In the two audio segments below, John from John and Tammy, KSON, San Diego, calls his mother to tell her he committed the cardinal sin…he got a tattoo.
In the second clip, Jonah, from Stacey K and Jonah, HOT 101.7, Santa Rosa, CA admits to something very few know about him, that he’s adopted.
There’s nothing more fun than real life. That’s what listeners are most looking for when they turn on a morning show. They want to be around people like them, who can be honest in a fun way. At Kyle and Rachel, Radio NOW, Indianapolis, Rachel was having some “issues” with her personal trainer. Kyle wanted to hear the trainer’s take on the problems so they got him on the phone. One thing to note in this break – listen to all the drama.
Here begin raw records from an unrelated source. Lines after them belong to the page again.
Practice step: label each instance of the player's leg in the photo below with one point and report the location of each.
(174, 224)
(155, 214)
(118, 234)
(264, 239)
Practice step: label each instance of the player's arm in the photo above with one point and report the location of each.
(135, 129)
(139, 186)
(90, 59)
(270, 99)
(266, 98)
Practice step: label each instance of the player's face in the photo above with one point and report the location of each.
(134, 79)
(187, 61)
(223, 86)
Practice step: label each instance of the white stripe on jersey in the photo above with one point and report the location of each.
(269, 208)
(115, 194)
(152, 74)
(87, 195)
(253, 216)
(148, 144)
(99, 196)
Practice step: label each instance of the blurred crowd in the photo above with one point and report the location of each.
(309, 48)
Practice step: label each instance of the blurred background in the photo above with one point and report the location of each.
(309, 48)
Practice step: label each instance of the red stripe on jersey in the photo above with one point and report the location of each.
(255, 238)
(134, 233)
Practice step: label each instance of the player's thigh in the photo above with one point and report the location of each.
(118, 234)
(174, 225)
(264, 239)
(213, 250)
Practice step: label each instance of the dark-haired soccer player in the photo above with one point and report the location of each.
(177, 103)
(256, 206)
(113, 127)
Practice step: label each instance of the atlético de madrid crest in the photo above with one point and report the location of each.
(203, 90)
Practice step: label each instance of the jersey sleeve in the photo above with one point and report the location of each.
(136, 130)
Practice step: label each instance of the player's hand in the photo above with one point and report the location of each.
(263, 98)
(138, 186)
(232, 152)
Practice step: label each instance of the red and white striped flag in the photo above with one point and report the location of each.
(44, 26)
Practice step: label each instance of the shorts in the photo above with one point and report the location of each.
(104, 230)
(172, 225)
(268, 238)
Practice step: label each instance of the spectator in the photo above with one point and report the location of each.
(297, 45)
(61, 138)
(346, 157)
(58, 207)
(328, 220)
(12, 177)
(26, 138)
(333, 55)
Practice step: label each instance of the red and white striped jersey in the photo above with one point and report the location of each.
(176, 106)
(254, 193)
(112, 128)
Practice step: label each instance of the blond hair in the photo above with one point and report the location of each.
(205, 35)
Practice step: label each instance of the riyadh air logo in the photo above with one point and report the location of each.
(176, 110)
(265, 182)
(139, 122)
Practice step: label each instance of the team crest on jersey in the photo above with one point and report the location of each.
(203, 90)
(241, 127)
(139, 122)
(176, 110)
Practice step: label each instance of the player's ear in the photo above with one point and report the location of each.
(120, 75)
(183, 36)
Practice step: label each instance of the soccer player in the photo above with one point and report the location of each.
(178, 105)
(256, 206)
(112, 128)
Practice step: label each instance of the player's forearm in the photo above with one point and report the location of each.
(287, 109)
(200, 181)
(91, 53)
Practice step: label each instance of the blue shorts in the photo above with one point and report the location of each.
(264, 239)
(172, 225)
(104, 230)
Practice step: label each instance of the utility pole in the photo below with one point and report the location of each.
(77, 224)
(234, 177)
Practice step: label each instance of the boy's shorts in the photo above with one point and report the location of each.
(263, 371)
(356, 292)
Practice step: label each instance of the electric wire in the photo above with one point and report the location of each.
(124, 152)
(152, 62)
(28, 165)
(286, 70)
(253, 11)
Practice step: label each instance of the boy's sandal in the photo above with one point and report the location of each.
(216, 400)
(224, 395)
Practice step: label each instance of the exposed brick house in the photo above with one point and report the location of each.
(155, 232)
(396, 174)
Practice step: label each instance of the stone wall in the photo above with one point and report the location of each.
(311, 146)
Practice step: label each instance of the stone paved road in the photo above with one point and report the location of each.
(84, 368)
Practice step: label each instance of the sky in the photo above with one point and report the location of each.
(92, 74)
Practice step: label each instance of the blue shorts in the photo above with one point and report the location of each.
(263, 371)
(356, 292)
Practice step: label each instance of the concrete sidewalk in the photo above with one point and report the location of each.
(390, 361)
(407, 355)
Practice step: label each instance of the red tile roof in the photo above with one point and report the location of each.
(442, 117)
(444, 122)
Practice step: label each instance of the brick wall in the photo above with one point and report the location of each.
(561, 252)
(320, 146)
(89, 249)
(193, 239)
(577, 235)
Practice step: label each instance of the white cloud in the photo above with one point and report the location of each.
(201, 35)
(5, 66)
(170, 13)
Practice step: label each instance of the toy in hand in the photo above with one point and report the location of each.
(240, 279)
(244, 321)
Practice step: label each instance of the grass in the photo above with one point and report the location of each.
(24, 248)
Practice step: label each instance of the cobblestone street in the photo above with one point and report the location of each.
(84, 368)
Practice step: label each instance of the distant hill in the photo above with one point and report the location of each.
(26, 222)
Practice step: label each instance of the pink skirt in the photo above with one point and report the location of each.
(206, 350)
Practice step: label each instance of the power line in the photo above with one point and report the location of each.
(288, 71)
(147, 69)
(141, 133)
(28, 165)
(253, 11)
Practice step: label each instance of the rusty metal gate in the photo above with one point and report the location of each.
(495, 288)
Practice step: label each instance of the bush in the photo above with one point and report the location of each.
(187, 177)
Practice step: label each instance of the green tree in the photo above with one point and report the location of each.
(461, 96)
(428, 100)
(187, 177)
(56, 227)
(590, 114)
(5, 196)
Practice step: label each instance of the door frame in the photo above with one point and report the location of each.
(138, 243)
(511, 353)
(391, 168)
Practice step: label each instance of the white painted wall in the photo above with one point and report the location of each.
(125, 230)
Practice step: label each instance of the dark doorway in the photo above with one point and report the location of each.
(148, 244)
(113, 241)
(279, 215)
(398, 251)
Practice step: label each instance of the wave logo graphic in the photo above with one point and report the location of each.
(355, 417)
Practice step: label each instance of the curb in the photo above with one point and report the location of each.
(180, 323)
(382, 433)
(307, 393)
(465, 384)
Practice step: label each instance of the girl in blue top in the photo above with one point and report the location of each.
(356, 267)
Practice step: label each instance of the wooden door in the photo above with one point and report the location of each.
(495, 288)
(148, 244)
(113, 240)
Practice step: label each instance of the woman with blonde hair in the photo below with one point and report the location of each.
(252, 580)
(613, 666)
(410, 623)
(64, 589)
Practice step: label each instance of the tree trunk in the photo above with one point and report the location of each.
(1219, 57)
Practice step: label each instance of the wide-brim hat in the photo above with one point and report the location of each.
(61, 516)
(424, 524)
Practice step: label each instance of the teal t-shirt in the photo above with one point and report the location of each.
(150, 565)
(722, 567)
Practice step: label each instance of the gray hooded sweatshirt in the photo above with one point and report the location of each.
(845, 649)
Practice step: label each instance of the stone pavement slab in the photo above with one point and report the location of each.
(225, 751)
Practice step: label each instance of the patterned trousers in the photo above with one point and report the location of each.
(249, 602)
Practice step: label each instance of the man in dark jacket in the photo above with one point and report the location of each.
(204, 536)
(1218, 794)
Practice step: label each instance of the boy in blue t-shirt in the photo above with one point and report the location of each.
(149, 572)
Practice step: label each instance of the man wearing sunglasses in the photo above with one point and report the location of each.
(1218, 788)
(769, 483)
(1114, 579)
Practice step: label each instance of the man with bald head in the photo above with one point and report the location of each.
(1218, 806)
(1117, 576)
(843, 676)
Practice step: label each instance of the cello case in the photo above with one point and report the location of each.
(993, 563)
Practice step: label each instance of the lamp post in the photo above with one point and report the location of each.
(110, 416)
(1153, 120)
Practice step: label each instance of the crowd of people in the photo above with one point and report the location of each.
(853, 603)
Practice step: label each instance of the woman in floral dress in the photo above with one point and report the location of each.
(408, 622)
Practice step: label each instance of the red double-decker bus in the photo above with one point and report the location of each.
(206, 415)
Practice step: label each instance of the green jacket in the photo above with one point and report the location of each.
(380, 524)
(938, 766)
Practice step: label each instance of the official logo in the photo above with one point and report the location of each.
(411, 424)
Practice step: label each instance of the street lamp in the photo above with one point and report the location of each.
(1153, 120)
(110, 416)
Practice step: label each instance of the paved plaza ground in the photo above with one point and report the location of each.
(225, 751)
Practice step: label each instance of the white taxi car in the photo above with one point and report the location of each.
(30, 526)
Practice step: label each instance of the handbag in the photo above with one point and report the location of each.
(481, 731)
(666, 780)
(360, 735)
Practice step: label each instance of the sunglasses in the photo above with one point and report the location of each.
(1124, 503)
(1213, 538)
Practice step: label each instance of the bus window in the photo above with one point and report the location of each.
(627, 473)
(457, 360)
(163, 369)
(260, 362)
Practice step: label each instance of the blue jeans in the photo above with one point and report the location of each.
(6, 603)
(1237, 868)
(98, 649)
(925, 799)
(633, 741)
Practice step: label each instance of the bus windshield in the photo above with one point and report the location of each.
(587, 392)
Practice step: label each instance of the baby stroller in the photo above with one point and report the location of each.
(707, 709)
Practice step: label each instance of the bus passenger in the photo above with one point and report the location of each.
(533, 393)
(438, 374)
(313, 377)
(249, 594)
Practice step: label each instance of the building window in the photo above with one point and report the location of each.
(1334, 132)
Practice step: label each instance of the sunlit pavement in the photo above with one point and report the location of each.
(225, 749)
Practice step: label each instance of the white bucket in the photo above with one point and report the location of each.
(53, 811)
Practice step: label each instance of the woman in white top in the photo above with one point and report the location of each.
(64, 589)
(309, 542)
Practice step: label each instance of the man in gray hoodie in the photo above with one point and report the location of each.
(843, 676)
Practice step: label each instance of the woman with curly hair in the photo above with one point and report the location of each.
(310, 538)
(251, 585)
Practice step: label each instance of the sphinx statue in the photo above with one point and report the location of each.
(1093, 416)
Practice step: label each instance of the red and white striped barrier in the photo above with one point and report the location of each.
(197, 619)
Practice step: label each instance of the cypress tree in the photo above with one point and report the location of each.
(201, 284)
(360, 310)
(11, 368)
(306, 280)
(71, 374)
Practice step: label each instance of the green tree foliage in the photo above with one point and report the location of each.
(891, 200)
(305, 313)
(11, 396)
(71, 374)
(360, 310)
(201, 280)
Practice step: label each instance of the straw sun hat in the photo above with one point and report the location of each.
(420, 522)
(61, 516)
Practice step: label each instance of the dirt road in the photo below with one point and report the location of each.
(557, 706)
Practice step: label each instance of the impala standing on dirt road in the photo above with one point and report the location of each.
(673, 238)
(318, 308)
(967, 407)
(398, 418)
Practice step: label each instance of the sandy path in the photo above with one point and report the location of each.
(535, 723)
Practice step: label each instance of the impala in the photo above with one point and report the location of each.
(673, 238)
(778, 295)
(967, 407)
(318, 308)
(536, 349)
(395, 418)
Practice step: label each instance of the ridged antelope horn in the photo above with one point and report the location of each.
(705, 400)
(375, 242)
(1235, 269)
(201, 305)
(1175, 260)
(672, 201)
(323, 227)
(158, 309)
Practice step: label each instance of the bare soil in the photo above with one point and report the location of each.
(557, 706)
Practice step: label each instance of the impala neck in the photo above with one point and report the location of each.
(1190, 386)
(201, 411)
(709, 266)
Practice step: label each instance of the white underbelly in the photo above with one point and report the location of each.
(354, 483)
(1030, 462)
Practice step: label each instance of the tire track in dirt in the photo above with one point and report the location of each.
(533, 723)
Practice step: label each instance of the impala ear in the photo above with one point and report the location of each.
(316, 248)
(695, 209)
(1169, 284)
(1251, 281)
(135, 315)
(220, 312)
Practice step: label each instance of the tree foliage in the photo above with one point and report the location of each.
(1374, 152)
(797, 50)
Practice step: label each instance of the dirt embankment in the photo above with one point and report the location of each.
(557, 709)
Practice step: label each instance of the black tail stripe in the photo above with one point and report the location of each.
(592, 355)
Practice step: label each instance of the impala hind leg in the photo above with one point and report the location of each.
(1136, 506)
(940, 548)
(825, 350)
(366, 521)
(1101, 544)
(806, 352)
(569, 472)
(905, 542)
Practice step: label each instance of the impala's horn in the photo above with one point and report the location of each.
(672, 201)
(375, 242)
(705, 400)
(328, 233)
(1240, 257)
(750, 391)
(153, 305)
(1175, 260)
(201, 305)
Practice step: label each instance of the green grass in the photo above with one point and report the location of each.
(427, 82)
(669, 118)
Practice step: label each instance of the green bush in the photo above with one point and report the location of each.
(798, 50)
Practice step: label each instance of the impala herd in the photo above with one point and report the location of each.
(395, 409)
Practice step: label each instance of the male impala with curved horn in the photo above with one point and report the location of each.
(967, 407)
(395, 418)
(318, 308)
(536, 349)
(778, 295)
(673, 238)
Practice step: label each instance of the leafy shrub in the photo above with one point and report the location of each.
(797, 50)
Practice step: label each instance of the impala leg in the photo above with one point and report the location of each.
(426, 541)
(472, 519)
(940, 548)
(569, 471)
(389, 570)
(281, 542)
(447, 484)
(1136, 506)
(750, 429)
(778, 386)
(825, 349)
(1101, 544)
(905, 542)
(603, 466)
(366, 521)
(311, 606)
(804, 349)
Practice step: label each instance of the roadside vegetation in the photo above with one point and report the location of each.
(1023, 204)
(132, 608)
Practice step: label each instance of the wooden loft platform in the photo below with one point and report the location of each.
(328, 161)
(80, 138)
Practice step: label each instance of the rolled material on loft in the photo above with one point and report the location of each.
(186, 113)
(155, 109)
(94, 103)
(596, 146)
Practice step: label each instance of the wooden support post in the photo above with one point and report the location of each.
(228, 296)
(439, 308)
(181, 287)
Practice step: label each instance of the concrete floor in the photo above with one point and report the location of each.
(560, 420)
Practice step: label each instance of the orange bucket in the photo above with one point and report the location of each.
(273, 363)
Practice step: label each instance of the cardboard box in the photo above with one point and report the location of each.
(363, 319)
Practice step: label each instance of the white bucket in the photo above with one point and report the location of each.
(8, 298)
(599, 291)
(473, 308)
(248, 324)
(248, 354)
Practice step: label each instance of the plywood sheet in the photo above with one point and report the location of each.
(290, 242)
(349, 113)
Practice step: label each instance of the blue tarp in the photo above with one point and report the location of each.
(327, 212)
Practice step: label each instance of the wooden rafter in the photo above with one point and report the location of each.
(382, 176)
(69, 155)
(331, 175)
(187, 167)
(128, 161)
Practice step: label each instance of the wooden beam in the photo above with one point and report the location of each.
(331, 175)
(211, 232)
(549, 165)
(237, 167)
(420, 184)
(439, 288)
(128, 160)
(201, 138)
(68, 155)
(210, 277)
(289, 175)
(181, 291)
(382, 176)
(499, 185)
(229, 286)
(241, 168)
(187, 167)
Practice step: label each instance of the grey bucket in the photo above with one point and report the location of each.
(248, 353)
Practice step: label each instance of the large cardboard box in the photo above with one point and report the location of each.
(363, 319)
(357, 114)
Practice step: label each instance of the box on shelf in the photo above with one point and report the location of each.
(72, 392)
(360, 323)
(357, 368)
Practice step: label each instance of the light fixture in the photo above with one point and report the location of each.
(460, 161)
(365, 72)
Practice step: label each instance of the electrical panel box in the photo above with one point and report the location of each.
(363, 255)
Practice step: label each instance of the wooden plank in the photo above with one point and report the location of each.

These moments of drama are what draw the listener in and gives the team its best chance to create humor.
Games on morning shows work best if people in cars listening can play along (it’s why “Wheel of Fortune” is America’s most popular game). Ryno and Jackson, KYGO, Denver play “What Are They Talking About” where they bleep the topic from audio of a celebrity on TV. The listener has to guess what they’re talking about. It sounds naughty but isn’t, and you don’t have to have seen the TV show to play along.
One way to create entertainment is to marry opposites. Kim Kardashian is about to get married, let’s get advice for her from cute kids. Ta-dah! Here’s a break from Kyle and Rachel, Radio Now, Indianapolis, where opposites are married perfectly to make people laugh.
They say interviews in PPM don’t work, which is nonsense. Bad interviews don’t work but entertaining ones do. Dave and Veronica, WQYK, Tampa understand that when they do an interview, the person they’re talking to has an agenda – to sell something. Their agenda is to entertain the audience, which is what they do in this interview with Dave Heywood from Lady Antebellum.
Terrific radio is story-based. Tell yours, then ask the listeners to their theirs. Stories are relatable and have twists and turns and moments of unpredictability that draw listeners in. In this simple break of phones, Mojo in the Morning, Channel 95.5, Detroit asked listeners what they learned about a happy couple from a best man.
One of the smartest things a show can do is make stars of their family members. It’s rare that we get a new Pope. More rare when an anchor calls his mom to see how it’s playing at her local church. In this clip from John and Tammy, KSON, San Diego, John checks in with his mother to find out the scuttlebutt at her place of worship.
One way to bond with women is to talk about kids. An easy concept, right? Sean Henry, Lite Rock B103, Rockford, IL is the master. Sean’s son Declan just turned five. To celebrate, he played The Pyramid with his son. The category was things in fives. Way too cute. And women walk away loving Sean even more for being a great father.